Arrgh! The art of 7th Sea is some of the finest you'll ever see!
Today I want to take a look at the AEG 7th Sea Player’s Guide. Before I begin I want to put out a disclaimer, if John Wick and Ree Soesbee have ANYTHING to do with a game it is going to be stellar. So, if you translate that it means that 7th Sea is stellar, obviously, but the sad fact is that as cool as pirates are, nobody really likes to play RPGs based around them [or do Legos based on them it seems according to industry sales figures].

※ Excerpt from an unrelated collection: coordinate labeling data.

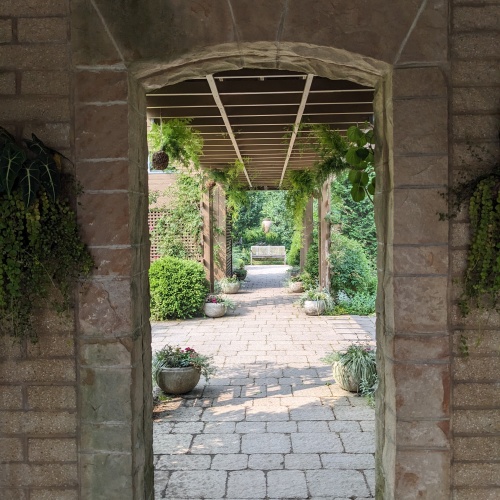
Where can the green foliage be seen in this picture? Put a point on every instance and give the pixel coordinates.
(183, 144)
(355, 218)
(236, 196)
(178, 288)
(360, 364)
(181, 218)
(174, 357)
(350, 269)
(41, 253)
(361, 303)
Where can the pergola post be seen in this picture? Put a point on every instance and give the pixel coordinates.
(324, 236)
(307, 233)
(208, 235)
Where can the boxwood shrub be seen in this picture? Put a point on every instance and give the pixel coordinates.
(178, 288)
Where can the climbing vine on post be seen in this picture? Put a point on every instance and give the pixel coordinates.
(41, 253)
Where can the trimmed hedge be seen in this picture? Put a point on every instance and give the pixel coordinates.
(178, 288)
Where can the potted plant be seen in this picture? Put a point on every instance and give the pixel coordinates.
(354, 368)
(216, 305)
(177, 371)
(315, 301)
(229, 284)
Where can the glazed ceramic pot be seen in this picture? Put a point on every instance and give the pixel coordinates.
(314, 307)
(230, 287)
(178, 380)
(296, 287)
(214, 310)
(345, 380)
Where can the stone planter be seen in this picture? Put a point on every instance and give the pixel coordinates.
(230, 288)
(178, 380)
(296, 287)
(344, 378)
(214, 310)
(314, 307)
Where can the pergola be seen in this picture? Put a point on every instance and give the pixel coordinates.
(254, 116)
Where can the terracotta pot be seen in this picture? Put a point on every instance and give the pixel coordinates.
(296, 287)
(314, 307)
(345, 380)
(178, 380)
(231, 287)
(214, 310)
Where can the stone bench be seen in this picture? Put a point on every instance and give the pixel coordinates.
(267, 252)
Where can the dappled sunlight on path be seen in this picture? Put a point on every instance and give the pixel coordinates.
(272, 424)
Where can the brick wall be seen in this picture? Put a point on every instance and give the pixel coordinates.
(38, 422)
(475, 96)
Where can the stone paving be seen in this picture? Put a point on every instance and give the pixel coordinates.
(272, 424)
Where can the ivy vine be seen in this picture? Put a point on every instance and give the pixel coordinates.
(41, 253)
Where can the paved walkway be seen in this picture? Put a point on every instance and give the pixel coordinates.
(272, 424)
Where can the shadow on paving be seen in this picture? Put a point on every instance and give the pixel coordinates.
(272, 424)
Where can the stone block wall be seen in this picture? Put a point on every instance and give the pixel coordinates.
(474, 115)
(38, 383)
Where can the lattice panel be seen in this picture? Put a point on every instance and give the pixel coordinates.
(192, 246)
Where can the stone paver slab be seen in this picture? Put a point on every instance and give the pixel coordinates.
(197, 484)
(286, 484)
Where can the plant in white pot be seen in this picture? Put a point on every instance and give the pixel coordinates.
(177, 371)
(216, 305)
(355, 368)
(229, 284)
(315, 301)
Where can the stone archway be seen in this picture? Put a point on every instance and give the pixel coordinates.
(114, 66)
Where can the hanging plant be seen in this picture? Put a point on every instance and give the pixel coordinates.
(228, 179)
(41, 253)
(174, 142)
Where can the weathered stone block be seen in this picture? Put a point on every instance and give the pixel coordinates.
(103, 175)
(426, 132)
(101, 86)
(419, 82)
(113, 437)
(48, 370)
(422, 391)
(53, 109)
(105, 308)
(104, 218)
(422, 348)
(45, 82)
(470, 474)
(7, 83)
(34, 57)
(105, 354)
(42, 29)
(423, 474)
(476, 448)
(421, 170)
(476, 422)
(11, 397)
(52, 450)
(17, 8)
(478, 45)
(104, 395)
(38, 423)
(420, 260)
(420, 304)
(476, 369)
(5, 30)
(486, 395)
(101, 131)
(432, 434)
(18, 474)
(11, 449)
(59, 397)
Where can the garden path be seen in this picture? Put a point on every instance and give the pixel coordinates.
(272, 424)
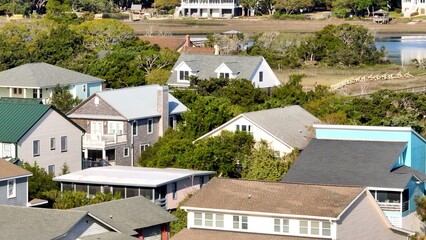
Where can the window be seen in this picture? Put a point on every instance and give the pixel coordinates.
(144, 146)
(36, 148)
(126, 152)
(115, 127)
(174, 190)
(7, 150)
(52, 143)
(326, 228)
(11, 188)
(303, 227)
(184, 75)
(135, 128)
(314, 228)
(224, 75)
(150, 126)
(64, 144)
(51, 169)
(240, 222)
(198, 219)
(208, 219)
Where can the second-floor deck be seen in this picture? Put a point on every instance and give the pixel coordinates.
(101, 141)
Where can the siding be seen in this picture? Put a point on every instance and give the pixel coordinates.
(21, 198)
(52, 125)
(85, 227)
(364, 221)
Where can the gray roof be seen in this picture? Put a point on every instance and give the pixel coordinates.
(36, 223)
(292, 124)
(365, 163)
(134, 103)
(130, 214)
(205, 65)
(40, 75)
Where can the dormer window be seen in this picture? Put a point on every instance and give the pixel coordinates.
(224, 75)
(184, 75)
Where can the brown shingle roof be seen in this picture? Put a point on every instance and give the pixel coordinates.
(275, 197)
(201, 234)
(9, 170)
(172, 43)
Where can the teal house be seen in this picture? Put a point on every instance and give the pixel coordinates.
(389, 161)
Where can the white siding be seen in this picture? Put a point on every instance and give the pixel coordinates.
(258, 135)
(363, 220)
(52, 125)
(85, 227)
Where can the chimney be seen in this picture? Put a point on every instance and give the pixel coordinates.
(163, 109)
(216, 49)
(187, 40)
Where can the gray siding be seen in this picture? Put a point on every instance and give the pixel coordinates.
(363, 221)
(21, 198)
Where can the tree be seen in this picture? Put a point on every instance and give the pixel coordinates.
(263, 164)
(39, 182)
(62, 99)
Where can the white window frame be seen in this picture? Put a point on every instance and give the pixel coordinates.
(11, 194)
(150, 124)
(64, 143)
(124, 152)
(36, 148)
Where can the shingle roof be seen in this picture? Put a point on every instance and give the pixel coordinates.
(274, 197)
(40, 75)
(366, 163)
(135, 102)
(36, 223)
(17, 118)
(202, 234)
(130, 214)
(207, 64)
(291, 124)
(10, 170)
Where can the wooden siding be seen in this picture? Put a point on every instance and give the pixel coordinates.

Anyway, I got down my [never played] copy of the 7th Sea Player’s Guide this weekend and decided I’d do an art review of it. Little did I know that when I started I’d find such an incredible treasure that I decided it would need multiple blog posts just to capture the beauty I had in hand.
So, today begins Part One of the 7th Sea series, and I hope you enjoy it as much as I have this past week.
Our story begins with a beautiful [and framed] cover by William O’Conner. O’Conner pulls off a fantastic swashbuckling perspective piece that immediately captures the feel of the product line. One gains an instant sense of high adventure [and vertigo] that strikes the viewer head on and the color pallet bespeaks the bloody nature of the line and the threat therein.
I was both surprised and yet intrigued by the fact that art direction for this product came from both Jennifer and John Wick, but the more you look it over, the more you can tell what an incredible labor of love it was. They simply spared no expense here, and it shows. Nothing is left out, and they have delivered a product so astounding that I know it had to be both cathartic and crushing to them both. Certainly the product line didn’t survive long, only a handful of years [roughly three, 1999-2002] before D&D 3.0 and the OGL crushed everything in its path in the early 2000s, but still, I would have given much to see this product be a bonanza hit because I think the Wicks deserved that for what they did with this game.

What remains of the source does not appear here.